Paul Taylor, senior fellow at Friends of Europe, argued shortly before the Russian invasion of Ukraine that Nato must bear some of the responsibility for the situation around Ukraine. Presenting a report from the think-tank on Black Sea security a few weeks before the invasion at the end of January, he argued that promises made back in 2008 that Georgia and Ukraine will eventually be admitted to Nato contributed to the crisis.
While stressing that there is no justification for Russia’s annexation of Crimea and its backing for separatists in both Georgia and Ukraine, Taylor criticised Nato for its promise to admit the two countries. “I think Nato made a big mistake in making a promise it couldn’t keep. That is one reason why we are in the current situation. By creating false hopes and at same time stoking unnecessary fears, Nato shares responsibility for where we are now.”
Insurmountable obstacles?
The main obstacle to any of the three newest applicants joining the EU is that they all have part of their territory occupied by Russia-backed separatists, and Ukraine of course is now partly occupied by Russia.
After Moldova submitted its application to join the EU, Sandu commented on this critical issue, saying that she expects
a peaceful settlement of the dispute with the separatist authorities in Transnistria. Of the three states, Moldova is best placed to do this, as neither Russia nor any other state has recognised Transnistria as independent, and the two sides have been engaged in settlement negotiations for years.
"We have not carried specific talks [with the EU] on this. We discussed the Transnistrian conflict and the need to resolve this conflict, as well as the fact that we see this solution as peaceful. We see a solution that would result in a functional state, but we did not discuss concrete topics at this stage,” said the president.
Speaking of Ukraine, How said that he does not expect much can happen before hostilities come to an end. “Even when hostilities do end, assuming Russia is still in Ukraine in some way or other, there would need to be a treaty change in order to admit counties the territorial integrity of which is compromised. This applies not only to Ukraine, it applies to Georgia, to Moldova, Kosovo, Serbia.”
He added: “these are very difficult questions and not just
[in terms of] security – integrity of borders is integral to the functioning of the EU single market. These are difficult issues to deal with and there probably won’t be a swift resolution.”
For both the three new applicants and the Western Balkans states another of the major concerns has been that they are much poorer than the existing member states, and also less ready in other ways such as governance and the fight against corruption.
However, a 2018 paper from the Centre for European Policy Studies (CEPS) looking at the quality of political and economic governance in the Western Balkans and Georgia, Moldova and Ukraine found that the two groups of countries were broadly comparable, with Georgia even ranking ahead of the two Western Balkans closest to accession – Montenegro and Serbia – on a number of indicators.
Hlib Vyshlinsky, executive director of the Centre for Economic Strategy in Kyiv, thus argued on the wiiw panel that the findings “mean it is not an issue of just making a huge political decision to invite the countries that are not at all ready, but of making a political decision to invite countries which are ready but before there was no political will”.

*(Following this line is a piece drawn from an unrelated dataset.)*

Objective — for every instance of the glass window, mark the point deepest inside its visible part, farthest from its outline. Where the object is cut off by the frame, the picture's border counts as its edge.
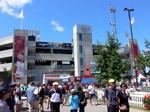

Admittedly, the Western Balkans states are ahead of
their peers in terms of GDP per capita, though both were
well behind the EU members. However, the two groups
were well matched when comparing the European Bank
for Reconstruction and Development (EBRD) transition indicators, and on both the political criteria measured by CEPS and on economic governance, Georgia performed better than the Western Balkan frontrunners.